A proposta, de autoria do deputado Gilson Marques (Novo-SC), é o Projeto de Lei 4709/25 e foi aprovada com substitutivo do relator, deputado Sergio Santos Rodrigues (Pode-MG). O texto agora será enviado ao Senado.
O projeto define o golpe do “falso advogado” como um crime autônomo do estelionato, caracterizado pela obtenção de vantagem ao se passar por advogado ou outro profissional essencial à Justiça, utilizando dados extraídos de processos judiciais. As vítimas costumam ser abordadas por meio de ligações telefônicas, aplicativos de mensagens, e-mails, redes sociais ou outros meios eletrônicos.
A pena para esse crime será de reclusão de 4 a 8 anos e multa, podendo aumentar de 1/3 ao dobro se houver várias vítimas ou atuação interestadual. Se o autor for um advogado que utiliza sua própria credencial para acessar processos eletrônicos, a pena poderá ser aumentada em 2/3.
O relator, Sergio Santos Rodrigues, destacou que a proposta aborda o fenômeno do golpe do falso advogado de forma abrangente, incluindo a criação de tipos penais, como o exercício ilegal da advocacia com finalidade fraudulenta, e priorizando a reparação dos danos materiais.

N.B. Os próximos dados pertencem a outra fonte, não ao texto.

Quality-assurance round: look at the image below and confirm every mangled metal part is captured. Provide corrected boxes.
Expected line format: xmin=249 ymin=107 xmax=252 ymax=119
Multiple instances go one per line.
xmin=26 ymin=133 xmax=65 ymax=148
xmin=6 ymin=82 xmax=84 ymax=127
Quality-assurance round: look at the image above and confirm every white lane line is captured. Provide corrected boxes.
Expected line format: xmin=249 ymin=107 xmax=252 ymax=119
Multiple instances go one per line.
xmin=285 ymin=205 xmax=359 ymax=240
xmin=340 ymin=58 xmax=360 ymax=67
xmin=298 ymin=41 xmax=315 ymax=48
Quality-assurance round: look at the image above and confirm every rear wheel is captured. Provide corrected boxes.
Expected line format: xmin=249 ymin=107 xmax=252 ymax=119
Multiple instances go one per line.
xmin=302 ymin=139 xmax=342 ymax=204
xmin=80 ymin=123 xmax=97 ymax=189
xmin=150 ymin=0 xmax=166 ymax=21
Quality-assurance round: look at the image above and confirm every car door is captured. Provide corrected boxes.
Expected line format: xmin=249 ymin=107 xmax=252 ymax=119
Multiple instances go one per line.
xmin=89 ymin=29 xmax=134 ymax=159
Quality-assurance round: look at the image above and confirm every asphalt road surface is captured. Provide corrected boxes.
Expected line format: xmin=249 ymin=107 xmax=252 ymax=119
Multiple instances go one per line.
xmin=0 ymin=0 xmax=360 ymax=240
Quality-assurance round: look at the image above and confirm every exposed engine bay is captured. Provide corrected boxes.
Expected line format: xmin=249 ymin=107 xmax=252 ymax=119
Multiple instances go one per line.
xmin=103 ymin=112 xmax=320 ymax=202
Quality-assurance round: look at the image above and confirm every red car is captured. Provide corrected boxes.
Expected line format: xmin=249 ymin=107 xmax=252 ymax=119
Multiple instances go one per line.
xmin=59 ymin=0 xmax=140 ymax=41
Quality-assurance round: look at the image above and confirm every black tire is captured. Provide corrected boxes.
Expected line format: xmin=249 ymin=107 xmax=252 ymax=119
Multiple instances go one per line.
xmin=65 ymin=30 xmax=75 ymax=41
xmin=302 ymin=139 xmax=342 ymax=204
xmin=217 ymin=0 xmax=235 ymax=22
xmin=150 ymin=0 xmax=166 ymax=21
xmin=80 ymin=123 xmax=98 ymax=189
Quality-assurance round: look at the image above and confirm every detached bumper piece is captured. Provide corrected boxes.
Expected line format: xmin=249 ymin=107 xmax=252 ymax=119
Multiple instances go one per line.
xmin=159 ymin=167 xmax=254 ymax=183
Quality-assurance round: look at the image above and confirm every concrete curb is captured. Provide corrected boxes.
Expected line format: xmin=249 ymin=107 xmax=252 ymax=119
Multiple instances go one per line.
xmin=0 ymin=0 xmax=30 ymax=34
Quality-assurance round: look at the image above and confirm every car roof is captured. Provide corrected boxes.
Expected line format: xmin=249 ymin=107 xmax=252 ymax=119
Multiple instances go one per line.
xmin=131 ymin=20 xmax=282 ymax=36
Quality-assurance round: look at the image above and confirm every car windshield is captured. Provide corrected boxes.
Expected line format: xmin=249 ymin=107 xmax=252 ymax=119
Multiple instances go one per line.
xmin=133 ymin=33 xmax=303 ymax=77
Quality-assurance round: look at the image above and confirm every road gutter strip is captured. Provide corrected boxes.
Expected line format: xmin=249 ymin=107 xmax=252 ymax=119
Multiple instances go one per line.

O projeto também tipifica o crime de uso indevido de credencial de acesso aos sistemas da Justiça, com pena de reclusão de 2 a 6 anos e multa. A pena pode ser aumentada se o agente for advogado, servidor da Justiça, membro do Ministério Público, defensor público ou magistrado, ou se houver divulgação pública de dados sensíveis.
Nas investigações, o juiz poderá determinar o bloqueio imediato de valores e chaves de pagamento vinculadas aos investigados por até 72 horas, renovável se houver indícios de fraude. Além disso, os bancos poderão ser obrigados a devolver valores transferidos em contextos fraudulentos.
O texto amplia o rol de pessoas que podem entrar com ações civis públicas relacionadas às fraudes, incluindo o Conselho Federal da Ordem dos Advogados do Brasil (OAB) e defensorias públicas. O projeto também cria o Cadastro Nacional de Condenados por Estelionato Eletrônico, com acesso restrito às autoridades públicas.
Por fim, o texto estabelece a implantação de padrões mínimos de segurança para acesso a processos eletrônicos, com autenticação multifator e trilha de auditoria. Deputados da oposição expressaram preocupações sobre possíveis restrições ao uso de redes sociais, mas o relator esclareceu que não há possibilidade de suspensão sumária sem crivo anterior.